The primary clinical indication for betahistine has been Meniere’s disease. Animal studies have demonstrated that betahistine induces histamine-like effects on inner ear microcirculation. Vasodilation of capillaries/arterioles of the spiral ligament and stria vascularis was reported with topical or IV use in guinea pigs and electrical impedance plethysmograph studies suggested increases in cochlear blood flow by over 200% in the same animal model following IV betahistine.
Betahistine has also been evaluated in cerebrovascular disease. Cerebral vasodilation has been reported in animals and humans following oral or IV betahistine, including patients with arteriosclerotic dementia. Oral administration of betahistine 32 mg daily for 1 week was reported to significantly increase cerebral blood flow in patients with ischemic cerebrovascular disease; however, focal decreases in blood flow have also been observed, suggesting intracerebral “steal” may also be operative.

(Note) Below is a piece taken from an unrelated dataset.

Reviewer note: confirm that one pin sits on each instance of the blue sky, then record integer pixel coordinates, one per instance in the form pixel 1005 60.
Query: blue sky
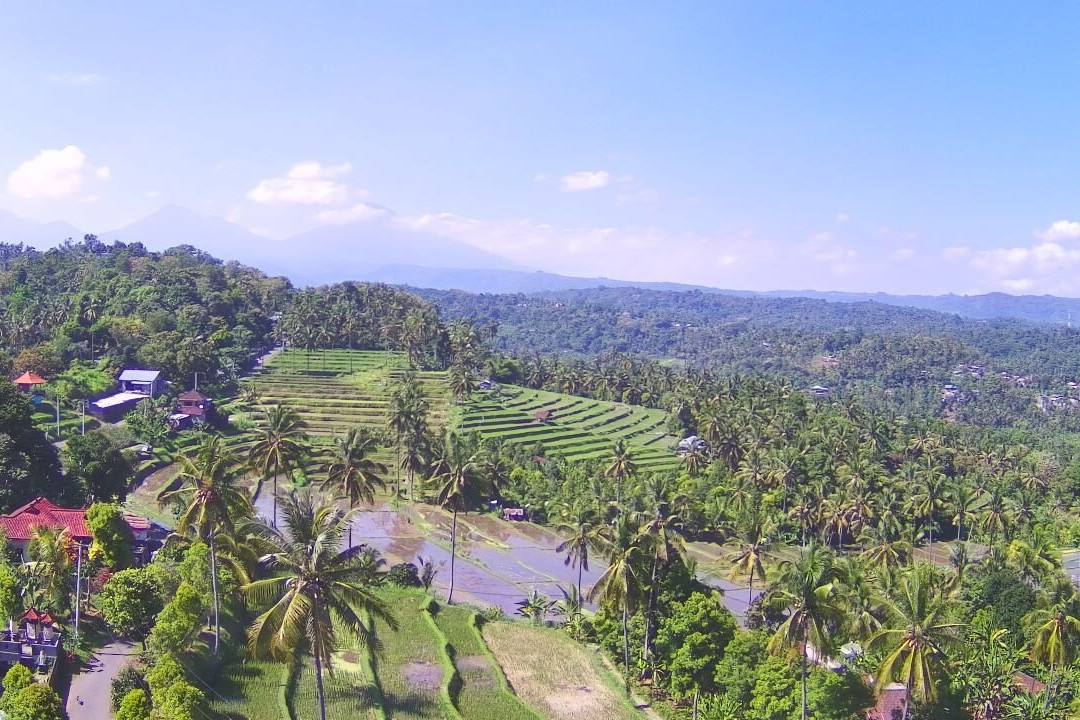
pixel 904 147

Betahistine appears to act predominantly as a histamine-1 (H1) receptor agonist. However, agonist activity at H2 and H3 receptors has also been reported. In 1 study, cimetidine reversed betahistine-induced relaxation of the rat uterus contracted by acetylcholine; chronotropic effects of betahistine on guinea pig atria were blocked by the H2-receptor antagonist YM11170.
Similar to histamine, reduced blood pressure, headache and flushing occur after IV betahistine administration. However, it is claimed overall to be less toxic than histamine itself. With oral betahistine, gastrointestinal intolerance is the most frequent adverse effect; blood pressure is not generally affected to a significant degree. In contrast to histamine, betahistine has not been reported to significantly increase gastric acid secretion in small studies.
Pharmacokinetics: Pharmacokinetic data for betahistine are limited; Betahist Forte is rapidly absorbed after oral doses and converted to at least 2 metabolites. It is unclear if metabolites are pharmacologically active. Most of a dose is excreted via the urine as metabolites. An elimination half-life (t½) of 3.5 hrs has been reported.